Amazon and Cisco were similarly overvalued in 2000. It took Amazon 7 years to trade back to that price. Cisco never has.



I'm going to assume, based on your outlook and name, you're a traditional value investor. I consider myself one too, and have read Margin of Safety, Buffet, and Intelligent Investor.

Companies north of 30x sales are generally overpriced, but that metric alone is still woefully inadequate to determine true NPV of future earnings. Software co's can afford higher P/S for their true value because of the unprecedentedly high margins they're able to achieve and reap as profit once operating expenses are managed. There's a reason BRK bought Snowflake. Amazon was still a great purchase in 2000 because what ultimately matters is the long term value. You can bet that you'll get more value by buying at a cheaper price later on, but that may ultimately never happen. Knowing that AMZN would be where it's at in 2021, buying it in 2000 is the right choice without 20/20 hindsight of market conditions. Same is true of high value companies like Cloudflare and Fastly. There may be interest rate increases or other reasons they become further discounted in the next 5 years. However there's more a chance that they're true value is adequately discovered while one stays on the sidelines. The margin of safety for them is great and of course we'll be free to see after a few plus years.

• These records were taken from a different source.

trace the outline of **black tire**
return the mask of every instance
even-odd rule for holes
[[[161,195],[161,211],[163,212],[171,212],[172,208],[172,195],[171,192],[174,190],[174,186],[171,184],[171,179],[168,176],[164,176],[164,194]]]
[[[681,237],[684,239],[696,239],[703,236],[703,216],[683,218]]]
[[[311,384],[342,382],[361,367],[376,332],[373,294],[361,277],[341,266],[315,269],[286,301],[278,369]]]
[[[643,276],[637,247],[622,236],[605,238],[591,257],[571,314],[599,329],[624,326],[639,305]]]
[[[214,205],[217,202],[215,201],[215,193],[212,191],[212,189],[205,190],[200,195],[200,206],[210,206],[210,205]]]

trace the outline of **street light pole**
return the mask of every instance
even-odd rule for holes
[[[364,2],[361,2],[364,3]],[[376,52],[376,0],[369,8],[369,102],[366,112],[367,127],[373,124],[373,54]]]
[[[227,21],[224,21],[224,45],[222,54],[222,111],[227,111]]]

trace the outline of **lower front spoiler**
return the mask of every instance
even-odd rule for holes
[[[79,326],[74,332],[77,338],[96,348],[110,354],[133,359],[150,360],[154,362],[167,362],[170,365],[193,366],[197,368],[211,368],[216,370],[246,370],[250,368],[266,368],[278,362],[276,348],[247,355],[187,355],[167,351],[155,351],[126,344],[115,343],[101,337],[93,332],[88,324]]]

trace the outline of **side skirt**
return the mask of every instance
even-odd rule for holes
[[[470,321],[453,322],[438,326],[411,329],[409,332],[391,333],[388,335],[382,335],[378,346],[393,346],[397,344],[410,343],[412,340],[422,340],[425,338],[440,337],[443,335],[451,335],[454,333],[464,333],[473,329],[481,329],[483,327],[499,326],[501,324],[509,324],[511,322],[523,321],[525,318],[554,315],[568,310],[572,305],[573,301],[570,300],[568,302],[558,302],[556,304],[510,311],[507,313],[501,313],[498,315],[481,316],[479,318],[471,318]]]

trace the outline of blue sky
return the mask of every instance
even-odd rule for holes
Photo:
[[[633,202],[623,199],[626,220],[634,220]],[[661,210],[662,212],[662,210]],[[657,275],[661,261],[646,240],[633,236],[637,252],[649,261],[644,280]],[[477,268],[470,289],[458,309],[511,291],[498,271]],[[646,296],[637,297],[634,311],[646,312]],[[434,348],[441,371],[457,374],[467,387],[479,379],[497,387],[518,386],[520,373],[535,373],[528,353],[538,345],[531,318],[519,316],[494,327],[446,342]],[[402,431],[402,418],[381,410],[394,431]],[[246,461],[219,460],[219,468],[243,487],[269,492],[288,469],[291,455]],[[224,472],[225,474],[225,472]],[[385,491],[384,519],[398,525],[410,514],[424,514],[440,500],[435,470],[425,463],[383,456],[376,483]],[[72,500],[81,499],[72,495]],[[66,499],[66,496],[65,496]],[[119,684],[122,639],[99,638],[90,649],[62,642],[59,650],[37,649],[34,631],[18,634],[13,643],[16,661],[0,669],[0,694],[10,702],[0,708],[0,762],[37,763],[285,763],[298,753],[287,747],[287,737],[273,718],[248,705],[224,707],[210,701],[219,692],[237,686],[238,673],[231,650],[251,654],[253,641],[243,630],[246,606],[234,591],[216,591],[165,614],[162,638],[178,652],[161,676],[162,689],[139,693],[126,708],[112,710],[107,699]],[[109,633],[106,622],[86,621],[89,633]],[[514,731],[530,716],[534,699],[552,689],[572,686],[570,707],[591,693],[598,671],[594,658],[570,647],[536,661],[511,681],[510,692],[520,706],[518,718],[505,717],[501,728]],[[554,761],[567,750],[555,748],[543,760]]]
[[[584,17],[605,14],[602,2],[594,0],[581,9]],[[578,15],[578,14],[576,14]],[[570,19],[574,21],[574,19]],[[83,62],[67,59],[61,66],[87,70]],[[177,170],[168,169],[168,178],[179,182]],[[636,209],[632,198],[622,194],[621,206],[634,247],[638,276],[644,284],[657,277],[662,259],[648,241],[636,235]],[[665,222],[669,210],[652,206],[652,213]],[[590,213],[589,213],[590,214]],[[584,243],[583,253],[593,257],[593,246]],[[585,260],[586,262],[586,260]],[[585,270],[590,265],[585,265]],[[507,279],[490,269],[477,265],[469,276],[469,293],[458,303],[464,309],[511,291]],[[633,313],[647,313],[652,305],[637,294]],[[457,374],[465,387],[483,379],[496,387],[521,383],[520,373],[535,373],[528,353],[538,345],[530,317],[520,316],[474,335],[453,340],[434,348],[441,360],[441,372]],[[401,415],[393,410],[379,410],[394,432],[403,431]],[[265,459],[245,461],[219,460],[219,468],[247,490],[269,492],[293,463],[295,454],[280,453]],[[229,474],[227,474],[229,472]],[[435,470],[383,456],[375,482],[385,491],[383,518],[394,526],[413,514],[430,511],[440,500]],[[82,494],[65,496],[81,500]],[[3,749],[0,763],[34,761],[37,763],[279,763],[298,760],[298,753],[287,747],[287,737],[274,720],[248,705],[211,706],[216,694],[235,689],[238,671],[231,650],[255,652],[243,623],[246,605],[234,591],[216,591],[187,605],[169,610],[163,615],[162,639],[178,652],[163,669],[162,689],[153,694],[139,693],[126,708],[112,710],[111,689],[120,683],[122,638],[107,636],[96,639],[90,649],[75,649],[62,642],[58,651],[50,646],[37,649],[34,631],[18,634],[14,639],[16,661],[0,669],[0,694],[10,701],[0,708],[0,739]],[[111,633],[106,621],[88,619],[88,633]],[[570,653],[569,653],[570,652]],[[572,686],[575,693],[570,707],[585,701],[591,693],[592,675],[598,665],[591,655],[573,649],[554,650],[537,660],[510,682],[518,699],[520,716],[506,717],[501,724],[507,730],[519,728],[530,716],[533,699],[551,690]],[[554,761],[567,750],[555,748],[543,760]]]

I also wouldn't bet on interest rates rising (or falling). Market consensus for their current price is usually pretty good and there are many reasons why interest rates are historically low and likely to remain roughly so.


Amazon stock price dropped over 90% in 18 months after March, 2000. There is no excuse for not doing basic valuation estimates, it can save you from these collapses. You can still love Amazon’s business on 2000, but not overpay for it, just as you can do same with Tesla today.

And the Fed is at zero percent. Name another period where zero percent rates ever existed, and how long did it last? When the money supply has grown 50%+ over the last year how are we avoiding inflation, and if inflation kicks up how are we avoiding higher interest rates?